Single-Channel Distance-Based Source Separation for Mobile GPU in Outdoor and Indoor Environments
Hanbin Bae, Byungjun Kang, Jiwon Kim, Jaeyong Hwang, Hosang Sung, Hoon-Young Cho
TL;DR
The paper tackles single-channel distance-based source separation (DSS) in outdoor and indoor environments and proposes a mobile-friendly architecture that leverages TS-Conformer blocks, linear relation-aware self-attention (RSA), and the TensorFlow Lite GPU delegate to achieve energy-efficient, real-time inference. The signal model partitions the mixture into near and far sources using impulse responses simulated by Pyroomacoustics, and the method is trained on mixed outdoor–indoor data, including challenging outdoor noise.

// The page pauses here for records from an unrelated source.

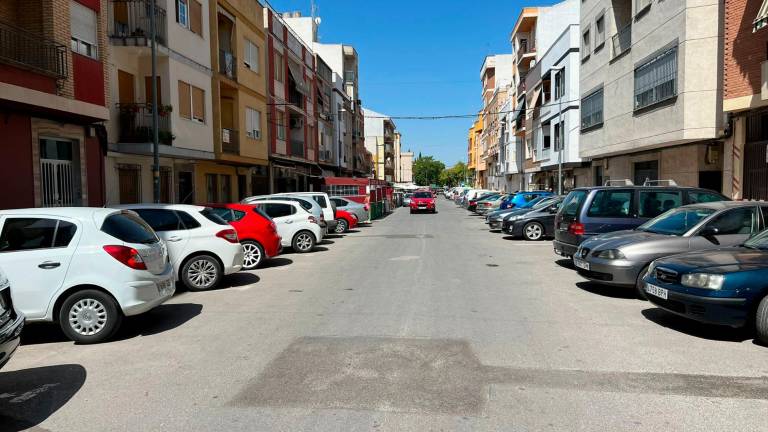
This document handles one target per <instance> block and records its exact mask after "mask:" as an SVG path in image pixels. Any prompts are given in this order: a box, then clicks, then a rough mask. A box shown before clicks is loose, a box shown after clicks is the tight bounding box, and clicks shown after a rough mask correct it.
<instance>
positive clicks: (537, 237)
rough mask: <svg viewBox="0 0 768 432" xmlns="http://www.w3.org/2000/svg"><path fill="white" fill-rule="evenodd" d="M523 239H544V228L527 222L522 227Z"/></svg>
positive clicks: (539, 239)
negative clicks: (523, 225) (522, 230)
mask: <svg viewBox="0 0 768 432" xmlns="http://www.w3.org/2000/svg"><path fill="white" fill-rule="evenodd" d="M523 237H525V239H526V240H532V241H536V240H541V238H542V237H544V227H543V226H542V225H541V224H540V223H538V222H528V223H527V224H525V226H524V227H523Z"/></svg>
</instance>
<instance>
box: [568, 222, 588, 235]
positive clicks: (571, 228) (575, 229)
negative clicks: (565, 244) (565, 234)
mask: <svg viewBox="0 0 768 432" xmlns="http://www.w3.org/2000/svg"><path fill="white" fill-rule="evenodd" d="M568 232H569V233H571V234H573V235H584V224H583V223H578V222H572V223H571V224H570V225H568Z"/></svg>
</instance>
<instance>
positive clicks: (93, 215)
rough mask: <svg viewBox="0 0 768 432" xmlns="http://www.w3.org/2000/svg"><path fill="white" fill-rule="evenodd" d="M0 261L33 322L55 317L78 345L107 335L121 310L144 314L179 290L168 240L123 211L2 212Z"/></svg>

A Baseline CMGAN is extended with a linear RSA to reduce quadratic complexity from $O(N^2 d)$ to $O(N d^2)$ while maintaining separation quality, and mobile-GPU optimizations enable practical on-device deployment. Experiments on simulated and real outdoor data demonstrate substantial energy and speed gains on mobile hardware, with outdoor training yielding improved performance over indoor-only training.
Abstract
This study emphasizes the significance of exploring distance-based source separation (DSS) in outdoor environments. Unlike existing studies that primarily focus on indoor settings, the proposed model is designed to capture the unique characteristics of outdoor audio sources. It incorporates advanced techniques, including a two-stage conformer block, a linear relation-aware self-attention (RSA), and a TensorFlow Lite GPU delegate. While the linear RSA may not capture physical cues as explicitly as the quadratic RSA, the linear RSA enhances the model's context awareness, leading to improved performance on the DSS that requires an understanding of physical cues in outdoor and indoor environments. The experimental results demonstrated that the proposed model overcomes the limitations of existing approaches and considerably enhances energy efficiency and real-time inference speed on mobile devices.